Kaitlin B. Curtice’s words, this story of the Rainbow Crow, and the return of Will Byers from The Upside Down all echo with fragments of Joy Harjo’s poem.
“Welcome your spirit back from its wandering,” writes Joy. “It may return in pieces, in tatters. Gather them together. They will be happy to be found after being lost for so long.”
Returning isn’t pretty. It is marked with painful reminders of the places and people we’ve unwittingly come to. The return is a ripping, it is a raging fire that burns the body, burns the skin, burns the mind.
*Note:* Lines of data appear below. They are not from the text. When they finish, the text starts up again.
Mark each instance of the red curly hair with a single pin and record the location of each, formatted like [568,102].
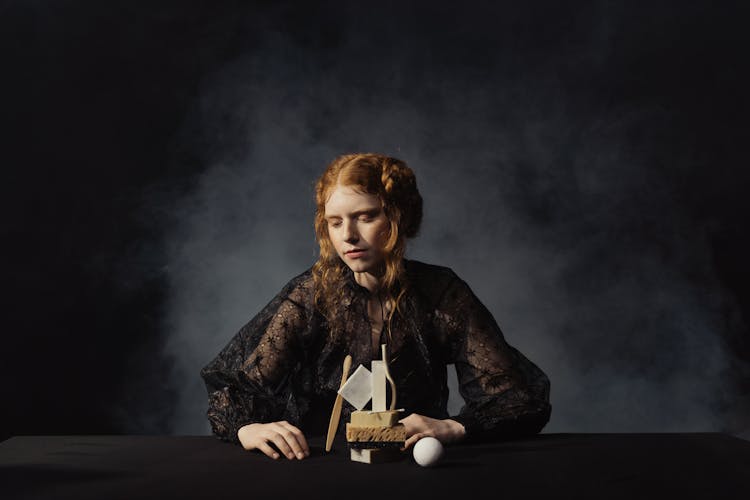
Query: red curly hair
[396,186]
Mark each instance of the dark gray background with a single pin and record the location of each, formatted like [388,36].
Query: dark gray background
[583,164]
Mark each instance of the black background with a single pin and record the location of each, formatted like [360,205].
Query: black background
[94,102]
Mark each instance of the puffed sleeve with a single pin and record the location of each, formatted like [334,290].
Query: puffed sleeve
[505,394]
[249,380]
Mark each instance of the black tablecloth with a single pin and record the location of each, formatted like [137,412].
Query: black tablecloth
[607,466]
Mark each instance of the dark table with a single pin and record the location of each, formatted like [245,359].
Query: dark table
[603,466]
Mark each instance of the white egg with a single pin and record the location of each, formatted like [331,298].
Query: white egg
[428,451]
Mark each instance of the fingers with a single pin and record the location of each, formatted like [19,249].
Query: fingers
[268,450]
[295,439]
[287,439]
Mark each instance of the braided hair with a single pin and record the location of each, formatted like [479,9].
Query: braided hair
[396,186]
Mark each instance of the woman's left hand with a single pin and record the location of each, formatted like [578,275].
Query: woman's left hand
[418,426]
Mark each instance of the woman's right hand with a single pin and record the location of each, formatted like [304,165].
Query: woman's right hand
[288,439]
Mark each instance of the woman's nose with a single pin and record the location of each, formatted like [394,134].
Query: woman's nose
[350,233]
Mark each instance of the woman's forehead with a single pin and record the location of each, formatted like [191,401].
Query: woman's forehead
[347,199]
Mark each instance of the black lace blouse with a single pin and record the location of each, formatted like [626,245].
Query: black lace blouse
[283,365]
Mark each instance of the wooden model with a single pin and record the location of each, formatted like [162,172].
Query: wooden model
[372,435]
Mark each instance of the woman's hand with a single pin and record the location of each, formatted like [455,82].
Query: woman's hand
[288,439]
[418,426]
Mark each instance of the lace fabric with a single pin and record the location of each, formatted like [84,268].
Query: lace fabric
[284,365]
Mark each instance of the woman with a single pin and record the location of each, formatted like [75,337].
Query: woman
[277,379]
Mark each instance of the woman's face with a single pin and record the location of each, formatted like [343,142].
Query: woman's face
[357,227]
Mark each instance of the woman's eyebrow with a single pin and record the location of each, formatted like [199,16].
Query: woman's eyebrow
[357,213]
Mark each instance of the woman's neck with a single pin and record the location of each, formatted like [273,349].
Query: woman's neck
[368,280]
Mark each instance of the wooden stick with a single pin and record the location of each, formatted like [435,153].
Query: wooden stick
[333,424]
[388,376]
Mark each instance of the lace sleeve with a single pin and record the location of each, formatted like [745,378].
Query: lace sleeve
[249,380]
[506,395]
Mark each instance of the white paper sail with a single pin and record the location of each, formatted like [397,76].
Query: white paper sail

Things get lost in the leaving—old habits, old rhythms, old worlds, old homes, old bodies, old beliefs, old thinking, old possessions, old wounds, old deaths.
Returning is a reckoning
in which we
consider the cost
of the loss of
our leaving.
I cannot say that we gain much because we lose much. Sometimes, we do not gain. Sometimes the leaving is a losing of ourselves, a gaping reminder that does not ever get replaced or refilled.
But.
We do come to find another kind of filling. We come to find that all of life is a returning—every waking moment a chance to return, an invitation to rediscover the truth that was meant to be.
We come to find that though we cannot leave this earth unscathed and unscarred, we can walk upon it untethered and untied.
We can release the way things are. We can climb up and out of the dark dimensions and empty existences that trick us into calling them home. We can wake our bodies up to breathe and be in the real world—to live and love deeply, in the here and now. We can release the beauty we began with, the beauty we think belongs to us. We can find that our beauty is bone-deep, is centered on our being and buried within the bravery we embody for the ones we love.
I am returning, I am calling my spirit back. I am choosing to leave the cold world, choosing to acknowledge that there will always be painful reminders of the death and dark that once was.
I am choosing to rediscover the breadth and breath of what can be.
Saying yes to seeing the wild world with wides eyes. Saying yes to listening to the wind and the waves. To breathing deep, belly breaths. To finding my way through the dark. To walking barefoot on the ground. To being present, being found.